Domino Oreo C. December 2012 - January 2020
Sorry for the long and sappy post, don’t feel you have to read the whole thing.
Domino was my first guinea pig. I remember so clearly the day we got him. We had decided to stop at the Petco after church to simply take a LOOK at the guinea pigs (I know to adopt now) but when we saw him we knew we just had to get home. I brought him home in his little cardboard box, and placed him in his little pet store cage. He would run laps around it every morning, you could hear the little bell on his chew toy jingling as he passed it each time. And then how we built your new cage and the first thing you did was eat hay in the kitchen area, instead of popcorning like in YouTube videoslol
Domino, I will always remember your sassy attitude, snatching food out of my hand and biting my fingers as I put your kibble bowl in because you were so excited. And your interior design skills of moving your hidey houses and tunnels wherever you pleased, sometimes putting it in front of a wall for your ultimate privacy. I will never forget the long hours of cuddles and seeing you sleep in my lap. And I will never forget the excitement in your eyes when your favorite food, hay, was placed in the cage as you tried to grab all the fuzzy pieces. You have been in my life for almost 7 years, and it just seems so hard to live it without you.
Putting you to sleep is one of the hardest decisions I have made in my life. I still feel guilty that just that morning you were eating a veggie cake I made you. But I know that with your progressive neurological issues leaving almost all of your legs paralyzed, eyes not working properly, and breathing getting heavier we could give no cure on earth. But most importantly, I knew that if you had to die on your own, which could be any day now, it could be painful and not in the nearest peaceful. I am so glad I could see you peacefully doze off, as I pet you for the last time. I hope you are happy at the rainbow bridge, grazing on fuzzies and chowing on lettuce and cucumber skins all day long
You have taught me so much about love and care. Me and my sisters would write songs and books about you and brush your black and white rosettes together. I came on this forum many times asking questions so I could make sure you have the best life. I spent long hours on YouTube finding new ways of spoiling you. Half my camera roll is filled with pictures of you
Yoive been through many health concerns.

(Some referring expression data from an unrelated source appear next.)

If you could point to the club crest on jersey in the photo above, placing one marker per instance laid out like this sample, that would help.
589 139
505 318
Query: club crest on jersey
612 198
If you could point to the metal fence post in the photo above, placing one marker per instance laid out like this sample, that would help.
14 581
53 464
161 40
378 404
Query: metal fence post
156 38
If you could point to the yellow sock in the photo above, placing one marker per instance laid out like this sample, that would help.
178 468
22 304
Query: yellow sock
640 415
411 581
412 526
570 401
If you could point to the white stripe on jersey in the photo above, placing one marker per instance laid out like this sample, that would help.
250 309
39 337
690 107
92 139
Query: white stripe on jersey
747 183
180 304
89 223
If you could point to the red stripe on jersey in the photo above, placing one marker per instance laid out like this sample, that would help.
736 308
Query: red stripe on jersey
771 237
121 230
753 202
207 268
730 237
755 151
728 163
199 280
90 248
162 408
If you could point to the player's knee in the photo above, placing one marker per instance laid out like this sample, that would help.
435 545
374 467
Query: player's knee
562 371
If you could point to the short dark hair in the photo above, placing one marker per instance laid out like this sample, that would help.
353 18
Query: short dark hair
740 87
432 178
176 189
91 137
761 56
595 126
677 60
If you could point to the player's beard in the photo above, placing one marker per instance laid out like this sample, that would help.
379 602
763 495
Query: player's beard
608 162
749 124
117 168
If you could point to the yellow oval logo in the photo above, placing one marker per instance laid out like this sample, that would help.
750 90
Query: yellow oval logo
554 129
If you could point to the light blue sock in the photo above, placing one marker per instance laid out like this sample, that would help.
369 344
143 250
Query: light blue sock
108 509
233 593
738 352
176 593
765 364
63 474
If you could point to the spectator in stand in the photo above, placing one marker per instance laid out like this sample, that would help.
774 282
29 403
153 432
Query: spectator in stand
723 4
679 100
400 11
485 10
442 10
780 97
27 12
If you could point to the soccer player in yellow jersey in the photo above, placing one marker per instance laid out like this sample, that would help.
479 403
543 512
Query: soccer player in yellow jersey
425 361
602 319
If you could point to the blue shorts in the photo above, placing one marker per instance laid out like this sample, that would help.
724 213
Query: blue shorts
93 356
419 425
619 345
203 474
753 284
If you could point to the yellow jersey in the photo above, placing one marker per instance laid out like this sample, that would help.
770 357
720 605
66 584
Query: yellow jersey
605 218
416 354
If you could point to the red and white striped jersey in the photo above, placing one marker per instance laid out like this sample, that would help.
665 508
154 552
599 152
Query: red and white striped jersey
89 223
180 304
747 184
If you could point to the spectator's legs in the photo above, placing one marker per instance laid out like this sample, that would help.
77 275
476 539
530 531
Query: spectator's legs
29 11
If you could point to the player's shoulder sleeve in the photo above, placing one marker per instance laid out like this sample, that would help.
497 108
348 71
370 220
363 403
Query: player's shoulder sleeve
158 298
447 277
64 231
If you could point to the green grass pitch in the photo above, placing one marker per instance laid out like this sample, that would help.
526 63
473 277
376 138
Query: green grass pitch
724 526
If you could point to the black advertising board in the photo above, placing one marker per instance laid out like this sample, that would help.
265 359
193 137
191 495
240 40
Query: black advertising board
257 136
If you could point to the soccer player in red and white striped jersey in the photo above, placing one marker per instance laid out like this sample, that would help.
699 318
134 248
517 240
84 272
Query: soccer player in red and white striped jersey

A previous URI, a bump which was supposed to be removed surgically but the disappeared right after we got the invoice (hmmmm), and dealing with arthritis which you handled like a king. This time, it was time to go, even though I still can’t fully accept it. I still see pictures of you and think you are just grazing in my room.
I still can't believe I'm writing this, and I'm absolutely heartbroken. But I find comfort that he is at peace.
Me and Carl miss you, as well as the whole family. Love you Domino
And thank you to everyone on the forum, I don’t think he would have done so well without you resources, community and answers to my questions. I am so lucky to have this community.